Eso también puede ser una sorpresa. ¿Resistencia de su propia familia? ¿Es el? Ciertamente, incluso tiene una tradición. No solo la sobrina de Khamenei, sino también su sobrino, su hermano y su hermana se han opuesto durante mucho tiempo a su familiar más destacado.

Colapsando lealtades

La resistencia de Irán tiene muchas caras. Y el aparato de poder es tan heterogéneo como la sociedad civil bien fortificada. No todos pactan con el régimen con la misma motivación y con la misma intensidad.

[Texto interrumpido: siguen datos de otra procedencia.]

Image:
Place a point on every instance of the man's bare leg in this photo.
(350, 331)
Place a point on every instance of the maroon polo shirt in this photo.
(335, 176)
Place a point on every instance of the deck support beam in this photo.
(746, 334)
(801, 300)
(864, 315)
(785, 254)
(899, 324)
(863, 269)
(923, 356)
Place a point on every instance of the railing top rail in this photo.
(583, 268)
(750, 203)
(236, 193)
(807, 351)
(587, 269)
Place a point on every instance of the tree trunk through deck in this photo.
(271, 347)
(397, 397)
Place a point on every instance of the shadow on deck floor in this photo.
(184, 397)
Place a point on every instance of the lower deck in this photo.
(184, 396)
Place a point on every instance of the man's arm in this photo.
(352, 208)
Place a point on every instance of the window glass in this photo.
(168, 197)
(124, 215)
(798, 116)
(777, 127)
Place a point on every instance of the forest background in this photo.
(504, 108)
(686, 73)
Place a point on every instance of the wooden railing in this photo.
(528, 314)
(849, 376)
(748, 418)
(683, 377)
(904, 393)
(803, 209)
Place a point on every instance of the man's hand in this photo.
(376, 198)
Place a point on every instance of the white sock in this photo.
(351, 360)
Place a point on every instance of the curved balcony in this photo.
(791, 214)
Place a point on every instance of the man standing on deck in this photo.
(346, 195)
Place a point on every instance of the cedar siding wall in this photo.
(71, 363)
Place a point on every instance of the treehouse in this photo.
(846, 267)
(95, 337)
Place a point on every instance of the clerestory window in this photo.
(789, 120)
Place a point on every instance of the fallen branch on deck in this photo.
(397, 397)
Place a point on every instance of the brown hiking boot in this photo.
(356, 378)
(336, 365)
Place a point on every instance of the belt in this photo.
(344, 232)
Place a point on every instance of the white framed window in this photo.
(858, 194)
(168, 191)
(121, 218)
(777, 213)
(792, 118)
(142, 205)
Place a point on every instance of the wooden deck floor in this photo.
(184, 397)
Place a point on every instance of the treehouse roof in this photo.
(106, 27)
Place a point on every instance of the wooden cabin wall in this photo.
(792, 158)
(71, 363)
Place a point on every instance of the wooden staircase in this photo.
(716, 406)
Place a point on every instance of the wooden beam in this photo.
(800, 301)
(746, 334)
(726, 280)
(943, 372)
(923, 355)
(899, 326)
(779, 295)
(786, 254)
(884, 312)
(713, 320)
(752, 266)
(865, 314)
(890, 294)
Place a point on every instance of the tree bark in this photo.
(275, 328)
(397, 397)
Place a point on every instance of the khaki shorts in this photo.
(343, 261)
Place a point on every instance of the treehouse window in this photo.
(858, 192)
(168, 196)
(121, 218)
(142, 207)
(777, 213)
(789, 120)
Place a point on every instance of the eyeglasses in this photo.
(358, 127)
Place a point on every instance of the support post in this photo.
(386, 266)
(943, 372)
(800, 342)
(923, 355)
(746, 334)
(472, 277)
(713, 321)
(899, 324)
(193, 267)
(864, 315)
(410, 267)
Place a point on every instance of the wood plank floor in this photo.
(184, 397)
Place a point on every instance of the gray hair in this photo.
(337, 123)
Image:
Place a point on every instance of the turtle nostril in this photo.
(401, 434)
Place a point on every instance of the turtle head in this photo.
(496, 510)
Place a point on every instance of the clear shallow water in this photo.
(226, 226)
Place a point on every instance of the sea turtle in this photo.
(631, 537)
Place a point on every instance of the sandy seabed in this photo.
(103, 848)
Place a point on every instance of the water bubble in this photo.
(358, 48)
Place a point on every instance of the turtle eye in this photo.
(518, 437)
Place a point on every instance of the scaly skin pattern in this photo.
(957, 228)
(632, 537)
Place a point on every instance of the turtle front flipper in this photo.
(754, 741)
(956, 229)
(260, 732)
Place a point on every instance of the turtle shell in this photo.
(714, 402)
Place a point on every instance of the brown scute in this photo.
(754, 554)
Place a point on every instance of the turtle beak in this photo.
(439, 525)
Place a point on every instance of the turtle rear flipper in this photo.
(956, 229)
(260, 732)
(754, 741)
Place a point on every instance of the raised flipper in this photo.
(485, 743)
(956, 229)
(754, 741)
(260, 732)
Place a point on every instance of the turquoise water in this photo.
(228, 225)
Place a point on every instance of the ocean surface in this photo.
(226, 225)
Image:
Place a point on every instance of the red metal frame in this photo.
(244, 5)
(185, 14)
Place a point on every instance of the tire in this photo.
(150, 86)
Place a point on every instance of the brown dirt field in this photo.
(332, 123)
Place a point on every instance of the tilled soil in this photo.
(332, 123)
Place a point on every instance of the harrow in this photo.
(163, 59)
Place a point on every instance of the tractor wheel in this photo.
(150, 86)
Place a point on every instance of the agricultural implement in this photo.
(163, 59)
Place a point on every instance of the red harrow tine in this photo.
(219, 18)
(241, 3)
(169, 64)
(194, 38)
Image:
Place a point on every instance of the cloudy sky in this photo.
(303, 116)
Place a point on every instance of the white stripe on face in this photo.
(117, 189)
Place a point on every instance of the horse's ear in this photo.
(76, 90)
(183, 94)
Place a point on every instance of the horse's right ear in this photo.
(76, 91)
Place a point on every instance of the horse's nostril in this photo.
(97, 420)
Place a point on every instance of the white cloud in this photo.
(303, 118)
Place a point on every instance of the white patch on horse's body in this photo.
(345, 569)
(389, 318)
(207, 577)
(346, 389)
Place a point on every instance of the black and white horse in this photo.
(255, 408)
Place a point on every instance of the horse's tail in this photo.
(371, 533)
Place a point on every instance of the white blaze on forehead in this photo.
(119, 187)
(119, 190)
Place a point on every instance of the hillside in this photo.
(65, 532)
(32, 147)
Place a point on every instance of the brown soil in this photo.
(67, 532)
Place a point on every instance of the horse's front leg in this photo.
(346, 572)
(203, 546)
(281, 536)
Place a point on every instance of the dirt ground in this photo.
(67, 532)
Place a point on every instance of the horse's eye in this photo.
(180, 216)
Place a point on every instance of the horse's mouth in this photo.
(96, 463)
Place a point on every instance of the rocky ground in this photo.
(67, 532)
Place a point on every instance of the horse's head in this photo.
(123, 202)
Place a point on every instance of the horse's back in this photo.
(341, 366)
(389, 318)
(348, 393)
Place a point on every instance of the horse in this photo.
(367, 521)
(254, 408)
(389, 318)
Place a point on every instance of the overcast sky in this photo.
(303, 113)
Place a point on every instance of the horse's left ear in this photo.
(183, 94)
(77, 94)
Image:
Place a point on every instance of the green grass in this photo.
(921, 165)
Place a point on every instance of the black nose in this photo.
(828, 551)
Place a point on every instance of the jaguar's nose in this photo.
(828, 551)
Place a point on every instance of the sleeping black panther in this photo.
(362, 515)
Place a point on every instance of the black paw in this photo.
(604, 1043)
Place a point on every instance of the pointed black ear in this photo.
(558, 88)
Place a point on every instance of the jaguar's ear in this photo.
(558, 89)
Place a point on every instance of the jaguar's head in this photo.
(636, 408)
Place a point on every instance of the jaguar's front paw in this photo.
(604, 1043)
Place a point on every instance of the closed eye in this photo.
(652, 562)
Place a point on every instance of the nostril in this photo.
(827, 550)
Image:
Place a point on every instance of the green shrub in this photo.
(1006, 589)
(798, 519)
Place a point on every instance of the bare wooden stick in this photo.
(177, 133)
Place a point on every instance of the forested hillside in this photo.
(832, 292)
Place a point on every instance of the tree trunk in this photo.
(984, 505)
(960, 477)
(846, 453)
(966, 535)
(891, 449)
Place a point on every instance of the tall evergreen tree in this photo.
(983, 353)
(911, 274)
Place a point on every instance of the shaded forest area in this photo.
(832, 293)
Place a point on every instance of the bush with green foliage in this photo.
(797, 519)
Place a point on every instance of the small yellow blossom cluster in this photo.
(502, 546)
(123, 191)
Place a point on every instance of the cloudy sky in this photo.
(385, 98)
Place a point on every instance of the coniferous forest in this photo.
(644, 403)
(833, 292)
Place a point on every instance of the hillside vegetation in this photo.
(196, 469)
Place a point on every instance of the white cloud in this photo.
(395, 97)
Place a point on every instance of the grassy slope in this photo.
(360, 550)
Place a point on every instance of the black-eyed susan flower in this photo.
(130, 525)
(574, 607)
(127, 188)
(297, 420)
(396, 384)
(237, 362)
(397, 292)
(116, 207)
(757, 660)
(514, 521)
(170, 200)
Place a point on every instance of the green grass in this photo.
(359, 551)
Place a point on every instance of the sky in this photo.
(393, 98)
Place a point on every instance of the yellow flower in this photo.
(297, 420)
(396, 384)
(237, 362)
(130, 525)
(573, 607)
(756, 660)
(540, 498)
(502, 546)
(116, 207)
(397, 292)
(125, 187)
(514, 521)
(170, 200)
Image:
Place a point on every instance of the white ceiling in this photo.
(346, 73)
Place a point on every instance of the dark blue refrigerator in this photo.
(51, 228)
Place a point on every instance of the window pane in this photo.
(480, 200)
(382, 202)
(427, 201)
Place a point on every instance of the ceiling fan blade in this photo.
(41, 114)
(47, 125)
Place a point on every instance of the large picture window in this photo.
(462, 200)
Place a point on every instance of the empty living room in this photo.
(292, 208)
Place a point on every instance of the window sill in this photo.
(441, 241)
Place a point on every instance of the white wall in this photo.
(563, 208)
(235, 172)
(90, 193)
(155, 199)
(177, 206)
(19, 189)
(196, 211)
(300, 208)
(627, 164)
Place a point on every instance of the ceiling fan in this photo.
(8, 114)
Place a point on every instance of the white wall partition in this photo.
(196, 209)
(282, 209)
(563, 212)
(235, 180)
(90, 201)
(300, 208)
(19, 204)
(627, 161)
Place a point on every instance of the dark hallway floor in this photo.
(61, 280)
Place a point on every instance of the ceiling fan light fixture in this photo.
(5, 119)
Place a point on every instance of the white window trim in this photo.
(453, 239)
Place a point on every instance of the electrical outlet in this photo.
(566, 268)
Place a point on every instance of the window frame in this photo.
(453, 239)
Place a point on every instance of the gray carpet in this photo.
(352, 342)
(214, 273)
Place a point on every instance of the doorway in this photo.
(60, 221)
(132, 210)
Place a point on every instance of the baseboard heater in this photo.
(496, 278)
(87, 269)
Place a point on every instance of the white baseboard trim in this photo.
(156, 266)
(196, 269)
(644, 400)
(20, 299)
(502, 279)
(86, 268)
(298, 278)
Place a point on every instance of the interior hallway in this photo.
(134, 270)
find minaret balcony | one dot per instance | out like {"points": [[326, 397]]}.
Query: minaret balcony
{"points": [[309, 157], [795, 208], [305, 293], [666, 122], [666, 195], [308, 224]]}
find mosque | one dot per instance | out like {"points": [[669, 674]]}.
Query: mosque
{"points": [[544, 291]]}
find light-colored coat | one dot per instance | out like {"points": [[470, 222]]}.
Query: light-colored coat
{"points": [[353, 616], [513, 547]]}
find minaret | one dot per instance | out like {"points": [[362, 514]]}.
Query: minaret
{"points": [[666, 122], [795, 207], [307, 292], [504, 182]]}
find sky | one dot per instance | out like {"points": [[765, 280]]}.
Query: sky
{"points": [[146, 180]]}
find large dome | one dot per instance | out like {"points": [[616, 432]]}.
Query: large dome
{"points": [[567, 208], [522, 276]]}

Por lo tanto, sería ingenuo pensar que cada uno de los 200.000 miembros estimados de la Guardia Revolucionaria o los -según sus propias declaraciones- 25 millones de fuertes milicias Basij, el grupo de voluntarios cuyo brazo paramilitar se encarga de sofocar las protestas, pertenecen a la regla. de los mullahs sostiene la vara en la misma medida.

Sería igual de ingenuo creer que podrían desertar en cualquier momento. Actualmente no hay indicios de que se unan a los manifestantes. Y, sin embargo, son la clave para un bloqueo del sistema. Si su lealtad se derrumba, la República Islámica es historia.

Para que esto suceda, el movimiento debe crecer. “Aún no logramos los números que necesitamos en la calle”, dicen los opositores en el exterior, pero en voz baja para no dar la impresión de que dudan del movimiento o quieren desanimar a sus compatriotas. Las cifras altas son importantes porque propagan el temor de un derrocamiento exitoso entre los últimos partidarios que quedan del régimen. Podrían persuadir a los últimos partidarios que quedan del régimen de que no quieran estar en el lado equivocado de la historia.

Y sobre todo, para salvar su propio pellejo. Pero también necesitan garantías de los manifestantes, una señal de buena voluntad de que esta vez las cosas serán diferentes a la última. Que los nuevos revolucionarios se comporten de manera más civilizada que los viejos del 79. Y que no le roben un día a su revolución el anillo de la esperanza.

Solmaz Jorsand es periodista, autor y podcaster. Escribe sobre política, sociedad y cultura. Su libro «Pathos» fue publicado por Kremayr & Scheriau en 2021.